Starstruck

I'm typically not one to boast. But every now and then, we experience such a fabulous brush with greatness that the star-struck voyeur in us can't help but blab about it to the first 500 or so people we happen upon or in this case, thousands of readers. Especially when it involves a famous movie star. And we're not talking washed-up, late-night, run-of-the-mill infomercial standards like Richard Simmons or Dr. Ruth. This is "movie star" with a giant, gilded, capital "M." You know, as in, say, Robert Redford.

That's right, I saw the downhill racing, horse whispering, Sundance Kid himself during a recent trip to San Francisco. We were awaiting the arrival of a friend outside the airport when I spied the trademark corduroy blazer, jeans, T-shirt and baseball hat emerge from the sliding glass doors. Seeing as how I was not wearing my glasses at the time and could probably have mistaken my own mother for a movie star, I asked for confirmation from my cohorts.

"Isn't that Robert Redford?" I asked, proudly pointing out my discovery.

Every neck in the car immediately craned and began nodding in unison as he walked by. Seems the hours of poring over trashy magazines on the plane had paid off and for once, my faulty vision proved correct. Robby Redford was standing 15 feet from where we were parked.

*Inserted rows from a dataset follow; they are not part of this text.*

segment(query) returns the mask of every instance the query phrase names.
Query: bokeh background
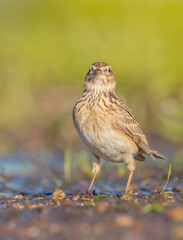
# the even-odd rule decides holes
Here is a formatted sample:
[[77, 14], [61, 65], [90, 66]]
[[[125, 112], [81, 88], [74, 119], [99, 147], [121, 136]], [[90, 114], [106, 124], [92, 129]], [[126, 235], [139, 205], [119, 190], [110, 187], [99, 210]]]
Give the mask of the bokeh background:
[[96, 61], [159, 150], [181, 148], [182, 13], [179, 0], [0, 0], [1, 153], [82, 149], [71, 112]]

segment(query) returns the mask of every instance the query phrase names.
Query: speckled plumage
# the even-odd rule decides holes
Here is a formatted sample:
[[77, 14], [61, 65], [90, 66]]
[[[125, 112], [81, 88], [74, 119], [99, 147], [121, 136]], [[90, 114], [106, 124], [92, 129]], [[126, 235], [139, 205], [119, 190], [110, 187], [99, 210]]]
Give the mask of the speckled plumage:
[[95, 176], [100, 170], [100, 158], [125, 162], [132, 174], [134, 159], [144, 161], [143, 153], [165, 159], [148, 146], [134, 115], [116, 96], [115, 86], [116, 77], [111, 67], [103, 62], [93, 63], [85, 77], [83, 94], [73, 108], [74, 125], [94, 155]]

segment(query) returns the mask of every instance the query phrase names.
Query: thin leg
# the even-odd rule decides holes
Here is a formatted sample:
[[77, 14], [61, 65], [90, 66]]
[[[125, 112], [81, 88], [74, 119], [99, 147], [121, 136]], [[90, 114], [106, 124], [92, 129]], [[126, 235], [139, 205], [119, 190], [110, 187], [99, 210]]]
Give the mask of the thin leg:
[[90, 186], [89, 186], [88, 191], [87, 191], [88, 194], [91, 194], [91, 189], [92, 189], [92, 186], [93, 186], [93, 183], [95, 181], [96, 176], [97, 176], [97, 172], [94, 173], [94, 176], [92, 178], [92, 181], [91, 181]]
[[98, 156], [94, 155], [94, 159], [93, 159], [93, 172], [94, 172], [94, 176], [93, 176], [92, 181], [90, 183], [90, 186], [88, 188], [88, 191], [87, 191], [88, 194], [91, 194], [91, 189], [92, 189], [93, 183], [94, 183], [95, 178], [97, 176], [97, 173], [99, 171], [100, 171], [100, 159], [99, 159]]
[[131, 183], [131, 180], [132, 180], [133, 172], [134, 171], [130, 171], [130, 174], [128, 176], [128, 181], [127, 181], [126, 189], [125, 189], [125, 193], [126, 194], [128, 193], [128, 190], [129, 190], [129, 187], [130, 187], [130, 183]]

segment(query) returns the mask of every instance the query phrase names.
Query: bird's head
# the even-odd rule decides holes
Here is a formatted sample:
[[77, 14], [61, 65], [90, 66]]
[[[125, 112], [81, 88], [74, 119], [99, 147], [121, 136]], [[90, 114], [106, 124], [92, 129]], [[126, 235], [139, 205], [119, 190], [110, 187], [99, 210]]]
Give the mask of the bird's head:
[[93, 63], [85, 77], [85, 88], [87, 90], [115, 90], [116, 76], [111, 66], [104, 62]]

Let me clarify that this wasn't just a chance glimpse of the back of his head as he ducked into a limo surrounded by a large entourage. No, this was prime Big Bob viewing, as plain as the nose on my face, which was firmly plastered against the windshield to which I was now stuck like a giant bug. In fact, we were in such pole position that we were able to observe him chatting with a friend (unfortunately not Paul Newman), rifling through his briefcase and (insert gasp of disapproval here) lighting up a smoke.

That's right. The Electric Horseman runs on nicotine.

OK, so this little tidbit may border on tabloid gossip. But I am, after all, a journalist, so it is my duty to report the facts. And I saw Robert Redford smoking like a summer tourist train, which for a regular purveyor of his so-outdoorsy-and-rustic-it-makes-you-want-to-puke Sundance catalog, comes as a bit of a let down. It was sort of like finding out Mother Theresa swears like a sailor or PeeWee Herman is a letch. All right, so maybe it wasn't that bad. After all, it's not as if he had his zipper down, spinach in his teeth or, horror of horrors, was freakishly short. In fact, to his credit, R.R. wasn't even cheating with high-heeled cowboy boots. And he did earn Regular Joe points for stooping so low as to fly commercial. So, I guess I was willing to let the cigarette thing slide, although it did quash all chances of me ever leaving my husband for him. Which is good, because it would have been a little awkward introducing him to my parents.

Although I imagine R.R. and I would have a lot to talk about. He went to CU; I went to CU. He once worked at The Sink; I spent so much time there, they should have offered me a job. He jumped off Baker's Bridge; I've ridden my bike over it. He owns his own ski resort; I like to ski.

Of course, this is all pointless conjecture, seeing as how I was purposely restrained inside a locked vehicle so as not to do anything stupid, like offer him a light from the car's cigarette lighter. Seems for folks in California, star sightings (yes, even sightings of The Big R) aren't anything to let your latte go cold over. In fact, stars are so commonplace that residents actually get bored with them. So although I was digging furiously for a pen and anything for him to sign, my California-bred friends reacted with about the same amount of indifference they would reserve for a parking valet. But just in case I decided to do anything potentially embarrassing, like scream his name or throw my underwear, they made sure the windows were rolled up and the doors locked.

Not that I would have done either. Let's face it, Bob's getting up there, and I'm no Anna Nicole Smith. Besides, by the time I had plotted my escape, R.R. had dashed off into a limo and was long gone, leaving me only with memories of the way we were.